Editor’s Note – The Collaborative Issue


 

To edit a literary journal is a great privilege. Whenever a writer submits their work, they’re sharing their creative efforts to make sense of the world. Even the most ironic, cynical writing cannot mask the extent to which the writer cares. And every time they attempt to put something that only they know into words, they offer a new way of thinking about what it means to be right here, right now.

This issue, a collaboration with Granta Hebrew − an affiliate of Granta, the renowned literary magazine – is an incredibly satisfying way to end my editorship at The Ilanot Review. The original Granta was founded by students at Cambridge University 1889, and there is something wonderful in the fact that as much as the world we live in is vastly different from theirs, people are still writing literature and reading it, and the literary journal is still, even in our time, a place of inspiration and imaginative expression.

Together with Mira Rashty, the editor of Granta Hebrew, we’ve combed the archives for a special selection of work first published there. What you’ll find here is that selection translated into English – a small but meaningful cross-section of writing coming out in Hebrew and Arabic today, a glimpse into the ideas and concerns playing out in Israel’s multi-voiced, conflicted society.

When I founded “Ilanot” (that’s what it was called in its early iterations), I couldn’t have imagined that the scope of the journal would expand beyond my community, my country, and my language, and I’m grateful for the experience of seeing this project grow from modest beginnings, outward and upward.
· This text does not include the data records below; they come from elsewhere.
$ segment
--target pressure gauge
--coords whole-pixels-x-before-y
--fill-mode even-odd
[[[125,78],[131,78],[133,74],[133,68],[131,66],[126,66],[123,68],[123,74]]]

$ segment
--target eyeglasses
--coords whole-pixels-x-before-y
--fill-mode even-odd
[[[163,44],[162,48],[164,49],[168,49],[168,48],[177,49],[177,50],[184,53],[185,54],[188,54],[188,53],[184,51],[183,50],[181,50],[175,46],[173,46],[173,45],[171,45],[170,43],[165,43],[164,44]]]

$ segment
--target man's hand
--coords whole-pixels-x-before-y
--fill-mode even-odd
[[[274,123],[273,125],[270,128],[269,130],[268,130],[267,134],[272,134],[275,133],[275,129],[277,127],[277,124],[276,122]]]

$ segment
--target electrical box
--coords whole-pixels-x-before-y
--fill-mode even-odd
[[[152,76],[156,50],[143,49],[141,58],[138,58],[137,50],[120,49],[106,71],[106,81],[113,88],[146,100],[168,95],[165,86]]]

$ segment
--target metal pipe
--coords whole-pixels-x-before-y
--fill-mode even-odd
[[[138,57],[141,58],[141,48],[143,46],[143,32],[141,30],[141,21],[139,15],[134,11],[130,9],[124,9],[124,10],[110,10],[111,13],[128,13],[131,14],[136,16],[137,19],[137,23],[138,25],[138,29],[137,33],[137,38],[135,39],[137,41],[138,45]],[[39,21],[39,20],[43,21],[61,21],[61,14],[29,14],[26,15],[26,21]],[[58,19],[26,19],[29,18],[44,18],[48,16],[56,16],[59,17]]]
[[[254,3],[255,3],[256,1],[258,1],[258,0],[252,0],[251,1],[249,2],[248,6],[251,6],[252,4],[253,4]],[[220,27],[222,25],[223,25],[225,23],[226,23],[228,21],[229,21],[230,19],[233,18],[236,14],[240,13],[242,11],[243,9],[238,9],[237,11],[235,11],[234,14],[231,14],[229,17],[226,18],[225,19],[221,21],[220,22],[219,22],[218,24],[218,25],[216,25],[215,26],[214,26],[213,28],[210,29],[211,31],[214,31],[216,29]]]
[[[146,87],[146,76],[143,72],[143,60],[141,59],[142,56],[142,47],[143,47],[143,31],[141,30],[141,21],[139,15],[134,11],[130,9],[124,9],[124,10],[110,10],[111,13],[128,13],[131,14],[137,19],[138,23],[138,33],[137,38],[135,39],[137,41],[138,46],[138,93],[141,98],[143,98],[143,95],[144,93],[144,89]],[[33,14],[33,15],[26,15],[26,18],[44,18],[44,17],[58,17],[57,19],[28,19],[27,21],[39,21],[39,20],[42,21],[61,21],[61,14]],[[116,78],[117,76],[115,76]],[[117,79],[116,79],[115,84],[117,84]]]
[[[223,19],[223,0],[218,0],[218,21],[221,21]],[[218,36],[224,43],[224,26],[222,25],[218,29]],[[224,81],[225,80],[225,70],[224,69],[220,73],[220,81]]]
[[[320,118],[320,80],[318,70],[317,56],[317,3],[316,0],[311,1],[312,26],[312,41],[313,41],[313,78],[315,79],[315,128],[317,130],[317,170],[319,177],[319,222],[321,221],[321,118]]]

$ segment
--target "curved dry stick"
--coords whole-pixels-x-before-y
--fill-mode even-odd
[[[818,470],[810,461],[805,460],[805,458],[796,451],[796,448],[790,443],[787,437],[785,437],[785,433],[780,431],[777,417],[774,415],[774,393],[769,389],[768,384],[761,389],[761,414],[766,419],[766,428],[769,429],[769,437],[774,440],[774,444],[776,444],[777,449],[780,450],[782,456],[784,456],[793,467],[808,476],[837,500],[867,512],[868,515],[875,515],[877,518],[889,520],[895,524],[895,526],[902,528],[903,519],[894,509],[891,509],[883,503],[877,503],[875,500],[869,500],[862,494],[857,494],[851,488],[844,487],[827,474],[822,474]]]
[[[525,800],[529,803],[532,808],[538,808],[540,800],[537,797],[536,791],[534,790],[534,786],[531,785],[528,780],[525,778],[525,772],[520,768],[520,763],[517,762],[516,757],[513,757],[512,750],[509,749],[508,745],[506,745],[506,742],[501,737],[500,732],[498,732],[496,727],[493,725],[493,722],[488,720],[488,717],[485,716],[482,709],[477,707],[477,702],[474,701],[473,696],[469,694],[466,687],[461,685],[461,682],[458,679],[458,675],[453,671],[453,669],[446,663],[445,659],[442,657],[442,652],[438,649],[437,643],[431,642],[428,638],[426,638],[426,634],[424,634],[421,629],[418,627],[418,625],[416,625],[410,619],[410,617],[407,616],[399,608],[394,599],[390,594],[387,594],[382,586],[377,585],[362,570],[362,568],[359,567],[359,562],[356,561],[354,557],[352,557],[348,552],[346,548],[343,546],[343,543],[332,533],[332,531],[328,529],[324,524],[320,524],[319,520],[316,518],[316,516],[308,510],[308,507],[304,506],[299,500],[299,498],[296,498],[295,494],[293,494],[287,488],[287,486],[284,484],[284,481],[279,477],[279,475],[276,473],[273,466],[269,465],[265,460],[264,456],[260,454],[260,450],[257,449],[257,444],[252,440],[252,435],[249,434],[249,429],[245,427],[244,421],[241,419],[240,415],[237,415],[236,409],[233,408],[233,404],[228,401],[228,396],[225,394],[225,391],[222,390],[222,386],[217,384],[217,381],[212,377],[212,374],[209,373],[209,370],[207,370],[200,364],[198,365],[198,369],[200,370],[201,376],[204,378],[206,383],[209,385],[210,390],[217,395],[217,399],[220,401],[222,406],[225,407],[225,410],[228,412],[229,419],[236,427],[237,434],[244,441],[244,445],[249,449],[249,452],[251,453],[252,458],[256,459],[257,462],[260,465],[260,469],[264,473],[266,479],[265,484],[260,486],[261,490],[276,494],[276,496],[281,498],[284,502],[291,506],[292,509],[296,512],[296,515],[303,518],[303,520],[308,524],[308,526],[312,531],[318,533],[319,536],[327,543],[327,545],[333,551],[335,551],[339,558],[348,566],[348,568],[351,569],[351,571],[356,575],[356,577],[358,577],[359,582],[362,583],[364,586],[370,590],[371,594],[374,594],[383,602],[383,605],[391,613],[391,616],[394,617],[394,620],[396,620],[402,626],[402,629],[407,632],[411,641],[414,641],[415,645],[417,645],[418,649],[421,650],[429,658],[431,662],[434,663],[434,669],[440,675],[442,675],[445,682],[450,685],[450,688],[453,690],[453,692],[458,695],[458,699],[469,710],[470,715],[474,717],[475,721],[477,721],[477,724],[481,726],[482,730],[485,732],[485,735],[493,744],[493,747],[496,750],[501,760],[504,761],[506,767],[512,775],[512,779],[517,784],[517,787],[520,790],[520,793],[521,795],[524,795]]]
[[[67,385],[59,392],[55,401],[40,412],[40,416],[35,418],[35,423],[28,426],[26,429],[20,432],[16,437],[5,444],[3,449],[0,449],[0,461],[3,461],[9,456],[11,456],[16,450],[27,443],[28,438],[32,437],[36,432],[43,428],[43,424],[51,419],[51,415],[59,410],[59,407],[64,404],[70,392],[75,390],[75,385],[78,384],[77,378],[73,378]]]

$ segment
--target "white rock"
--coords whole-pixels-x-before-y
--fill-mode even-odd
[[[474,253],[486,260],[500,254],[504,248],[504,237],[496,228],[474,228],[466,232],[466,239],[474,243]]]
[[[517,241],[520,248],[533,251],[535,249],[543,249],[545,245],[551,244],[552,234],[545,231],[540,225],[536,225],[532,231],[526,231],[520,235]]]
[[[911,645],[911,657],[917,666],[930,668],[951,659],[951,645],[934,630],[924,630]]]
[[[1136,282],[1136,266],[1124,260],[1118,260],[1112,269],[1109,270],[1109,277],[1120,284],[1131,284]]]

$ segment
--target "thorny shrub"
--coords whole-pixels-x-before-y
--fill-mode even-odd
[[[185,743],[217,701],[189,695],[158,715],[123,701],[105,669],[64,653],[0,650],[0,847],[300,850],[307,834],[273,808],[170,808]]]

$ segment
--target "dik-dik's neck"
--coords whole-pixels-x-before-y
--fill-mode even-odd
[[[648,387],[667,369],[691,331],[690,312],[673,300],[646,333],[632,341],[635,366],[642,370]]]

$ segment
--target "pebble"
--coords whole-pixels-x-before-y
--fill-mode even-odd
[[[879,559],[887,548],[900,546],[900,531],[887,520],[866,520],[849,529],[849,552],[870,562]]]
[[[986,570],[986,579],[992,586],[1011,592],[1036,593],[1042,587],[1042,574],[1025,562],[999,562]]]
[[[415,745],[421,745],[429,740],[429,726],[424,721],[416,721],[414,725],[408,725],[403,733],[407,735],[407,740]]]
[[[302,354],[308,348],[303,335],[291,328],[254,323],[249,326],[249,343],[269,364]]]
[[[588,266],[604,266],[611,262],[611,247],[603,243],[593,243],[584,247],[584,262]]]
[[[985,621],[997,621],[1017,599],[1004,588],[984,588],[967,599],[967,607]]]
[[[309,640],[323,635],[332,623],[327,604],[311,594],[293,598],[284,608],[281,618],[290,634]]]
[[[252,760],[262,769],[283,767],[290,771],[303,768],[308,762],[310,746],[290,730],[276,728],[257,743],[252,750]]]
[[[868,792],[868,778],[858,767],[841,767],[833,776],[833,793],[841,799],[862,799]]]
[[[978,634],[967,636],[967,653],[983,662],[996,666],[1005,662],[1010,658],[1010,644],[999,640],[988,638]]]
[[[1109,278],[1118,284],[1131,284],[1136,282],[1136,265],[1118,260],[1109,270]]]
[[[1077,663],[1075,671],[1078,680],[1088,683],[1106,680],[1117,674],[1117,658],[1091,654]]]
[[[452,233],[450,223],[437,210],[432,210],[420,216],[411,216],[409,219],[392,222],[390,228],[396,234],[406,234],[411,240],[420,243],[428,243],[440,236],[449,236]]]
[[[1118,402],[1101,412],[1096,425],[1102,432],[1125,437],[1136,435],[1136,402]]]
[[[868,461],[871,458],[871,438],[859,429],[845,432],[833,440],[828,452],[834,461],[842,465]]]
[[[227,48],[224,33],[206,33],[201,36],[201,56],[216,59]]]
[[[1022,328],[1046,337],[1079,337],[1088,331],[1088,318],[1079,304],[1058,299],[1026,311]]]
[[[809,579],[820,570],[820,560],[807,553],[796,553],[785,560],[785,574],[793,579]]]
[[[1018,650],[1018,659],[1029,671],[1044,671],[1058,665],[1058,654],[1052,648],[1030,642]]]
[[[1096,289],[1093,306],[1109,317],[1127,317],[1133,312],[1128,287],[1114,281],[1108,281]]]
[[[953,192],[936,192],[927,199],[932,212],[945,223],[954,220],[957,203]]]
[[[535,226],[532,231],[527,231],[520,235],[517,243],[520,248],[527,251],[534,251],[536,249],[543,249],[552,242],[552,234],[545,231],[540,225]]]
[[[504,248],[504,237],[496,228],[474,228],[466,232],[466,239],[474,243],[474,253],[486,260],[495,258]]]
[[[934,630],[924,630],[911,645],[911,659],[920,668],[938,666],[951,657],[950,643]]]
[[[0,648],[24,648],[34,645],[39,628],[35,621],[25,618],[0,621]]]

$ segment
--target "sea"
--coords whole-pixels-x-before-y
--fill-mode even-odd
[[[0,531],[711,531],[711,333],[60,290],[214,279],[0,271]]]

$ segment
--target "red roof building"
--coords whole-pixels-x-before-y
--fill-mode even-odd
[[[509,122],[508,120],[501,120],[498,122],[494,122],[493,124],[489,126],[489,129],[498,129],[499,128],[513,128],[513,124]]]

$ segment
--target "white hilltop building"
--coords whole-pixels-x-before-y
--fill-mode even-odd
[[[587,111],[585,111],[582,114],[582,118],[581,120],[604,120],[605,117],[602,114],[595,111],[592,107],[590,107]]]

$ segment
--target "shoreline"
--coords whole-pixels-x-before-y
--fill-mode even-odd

Today, The Ilanot Review is a truly international journal, where writers reach far past the limits of their own communities forming an entity that is new, oriented toward a diversity of voices, a magnet for writing on fresh and urgent themes.

I want to express my gratitude for the early support of Judy Labensohn, Allen Hoffman and Linda Zisquit, as well as that of the faculty of the Shaindy Rudoff Creative Writing program at Bar-Ilan University. Likewise, it’s been a pleasure and a privilege working with the talented writers who generously gave of their time and attention as guest editors: Sarah Wetzel, Hadara Bar-Nadav, Frances Cannon, Joan Leegant, Bret Lott, Mark Mirsky, Judith Claire Mitchell, Evan Fallenberg, Jacqueline Kolosov, Ilana Blumberg, Katherine Durham Oldmixon, Joanna Chen, Miriam Green, Tania Hershman, Karen E. Bender, Anthony Michael Morena, Jessamyn Hope, and Adriana X. Jacobs.

But most important of all, I want to thank my partners in this enterprise: Karen Marron, Nadia Jacobson, Jane Medved, Karen Boxenhorn, and David Muller, who were there from the start, Daniel Weizmann, Katie Green, and Mitch Ginsburg, who joined us later on, and Marcela Sulak, whose vision saw the journal through its humble beginnings to the vibrant, sophisticated, vital project that it is today.